Building Tannin, an AI wine sommelier app, taught me that the best infrastructure is the one you're already running.
The Problem: Three Services to Do One Thing
Tannin is a wine discovery app. You scan a label, get a detailed wine card, and chat with an AI sommelier that actually knows what it's talking about. Behind the scenes, the sommelier's knowledge comes from a RAG (Retrieval-Augmented Generation) pipeline: I crawl wine websites, chunk the content into passages, embed them as vectors, and retrieve the most relevant ones at chat time.
My original pipeline looked like this:
[Firecrawl](https://www.firecrawl.dev/) (crawl) -> MongoDB Atlas (store) -> OpenAI (embed) -> MongoDB Atlas (search)
Every chunk left MongoDB, traveled to OpenAI's API, got embedded, then came back to MongoDB for storage and vector search. The pipeline worked. It was just wider than it needed to be. I was already using Atlas as the operational database and the vector store, so embeddings were the one part of the flow still happening somewhere else.

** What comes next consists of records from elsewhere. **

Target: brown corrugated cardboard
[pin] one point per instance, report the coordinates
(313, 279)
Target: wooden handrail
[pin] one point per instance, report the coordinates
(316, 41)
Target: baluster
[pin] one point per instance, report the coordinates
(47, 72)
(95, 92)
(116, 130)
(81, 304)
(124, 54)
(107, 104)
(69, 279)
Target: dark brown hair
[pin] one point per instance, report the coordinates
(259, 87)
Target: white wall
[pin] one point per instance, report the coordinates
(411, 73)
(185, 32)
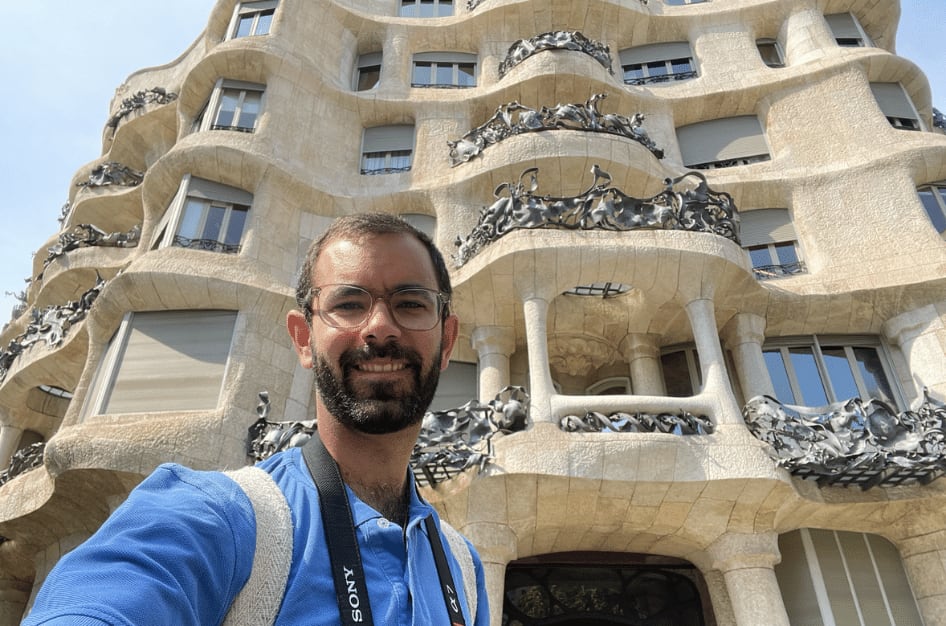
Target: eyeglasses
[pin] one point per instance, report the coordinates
(350, 306)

When I started expanding the sommelier with food-pairing knowledge, I decided I wanted to narrow the surface area instead of widening it. That is when I looked more closely at what Atlas already offered.
The Discovery: Atlas Has an Embedding API
MongoDB Atlas now provides direct access to Voyage AI's embedding models through a single endpoint:
POST https://ai.mongodb.com/v1/embeddings
Authorization: Bearer <your-model-api-key>
The API is OpenAI-compatible. Same request format, same response shape. The model I chose, voyage-4-large (served via Atlas's AI endpoint), produces 1024-dimension vectors and has strong retrieval performance in published Voyage benchmarks.
The switch in my Node.js code was three lines:
// Before
const client = new OpenAI({ apiKey: process.env.OPENAI_API_KEY });
const model = 'text-embedding-3-small';
// After
const client = new OpenAI({
apiKey: process.env.VOYAGE_API_KEY,
baseURL: 'https://ai.mongodb.com/v1',
});
const model = 'voyage-4-large';
That's it. Same OpenAI SDK, different endpoint. Every existing call to embeddings.create() worked without modification.
The Migration: 40,000 Chunks, One Command
At the time of this migration, before later pruning and reshaping the corpus, I had 40,068 knowledge chunks already embedded with OpenAI at 1536 dimensions. Voyage 4 Large produces 1024-dimension vectors. You can't mix dimensions in a single vector search index, so I had to re-embed everything.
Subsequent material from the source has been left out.